I have never been arrested for anything, but honestly, I should have for all the mistakes that I have made in my past. I did get into a fight in a bar before because this lady thought I was looking at her husband. I was not looking at anyone in general I was probably so intoxicated I was just stumbling around looking at anything. She confronted me about it and then swung her fist at my face, then turned into a fight. She was charged with assault and ended up having to stay in jail for the night. I had to do community service for 12 months with no reports of intoxication and go to an AA group once a week. I received a ticket for speeding in a school zone before and paid my ticket. I felt ashamed that I was speeding for no reason at all.
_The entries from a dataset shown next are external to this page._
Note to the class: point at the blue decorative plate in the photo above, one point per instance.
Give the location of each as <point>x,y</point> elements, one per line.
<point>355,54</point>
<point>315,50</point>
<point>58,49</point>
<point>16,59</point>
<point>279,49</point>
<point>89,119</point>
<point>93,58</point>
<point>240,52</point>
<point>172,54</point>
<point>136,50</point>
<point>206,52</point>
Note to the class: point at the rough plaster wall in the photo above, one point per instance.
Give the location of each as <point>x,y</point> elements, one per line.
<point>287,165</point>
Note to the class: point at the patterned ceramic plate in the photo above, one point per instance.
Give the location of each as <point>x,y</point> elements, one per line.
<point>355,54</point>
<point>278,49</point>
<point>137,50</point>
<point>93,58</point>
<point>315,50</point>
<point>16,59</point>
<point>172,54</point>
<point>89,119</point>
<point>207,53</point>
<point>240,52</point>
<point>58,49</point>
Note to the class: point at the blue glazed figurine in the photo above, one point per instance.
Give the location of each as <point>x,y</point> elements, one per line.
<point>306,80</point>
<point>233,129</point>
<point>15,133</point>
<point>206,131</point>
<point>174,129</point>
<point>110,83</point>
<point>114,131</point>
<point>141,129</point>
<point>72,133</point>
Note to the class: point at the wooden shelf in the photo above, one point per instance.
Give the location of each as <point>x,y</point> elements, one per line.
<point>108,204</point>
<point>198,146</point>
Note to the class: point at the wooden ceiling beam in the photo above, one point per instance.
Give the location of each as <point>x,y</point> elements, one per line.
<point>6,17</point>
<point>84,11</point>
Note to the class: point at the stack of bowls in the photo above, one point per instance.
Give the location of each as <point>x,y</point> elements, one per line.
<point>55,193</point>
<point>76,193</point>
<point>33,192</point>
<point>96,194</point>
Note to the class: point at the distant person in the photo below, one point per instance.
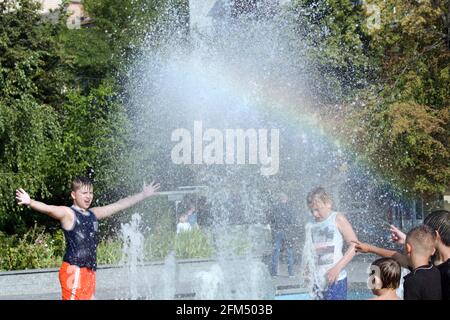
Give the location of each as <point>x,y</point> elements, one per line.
<point>385,279</point>
<point>192,216</point>
<point>323,254</point>
<point>439,221</point>
<point>183,224</point>
<point>424,280</point>
<point>282,221</point>
<point>79,222</point>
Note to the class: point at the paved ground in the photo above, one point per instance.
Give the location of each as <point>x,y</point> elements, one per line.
<point>112,281</point>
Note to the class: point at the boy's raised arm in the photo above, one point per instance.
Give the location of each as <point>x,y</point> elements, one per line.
<point>56,212</point>
<point>122,204</point>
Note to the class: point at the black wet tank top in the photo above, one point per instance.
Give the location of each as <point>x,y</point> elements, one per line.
<point>81,241</point>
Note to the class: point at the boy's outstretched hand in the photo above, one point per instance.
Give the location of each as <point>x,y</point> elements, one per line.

My parents were unhappy with me and wanted to take away my car, which they did for a solid year. So I used the bus during that time. Other than those couple of times, I never had any issues other than smoking in a nonsmoking area. But to me, I should have never even been in those situations.

Assets and Liabilities

In the past, I have had times when I worried about my financial situation because I was using my paycheck on vapes and various bottles of Liquor. My parents would lend me some money for groceries, but it was not used for that. I would take food from my college cafeteria or my roommate's food pantry. Now, in my current situation, I am still worried and unsure of what I am going to do if I have no money to cover rent. I only have a couple hundred to put towards my bills, and I am trying really hard not to go down the street and grab a new pod for my vape. My bank account is almost empty most of the time. I am in constant worry, and this is the life that I created for myself. I have no car, but I do own a used bike to get to work, or I use the bus systems during the winter. I don't know where to go from here financially, and I barely have any support system. I am lost and scared.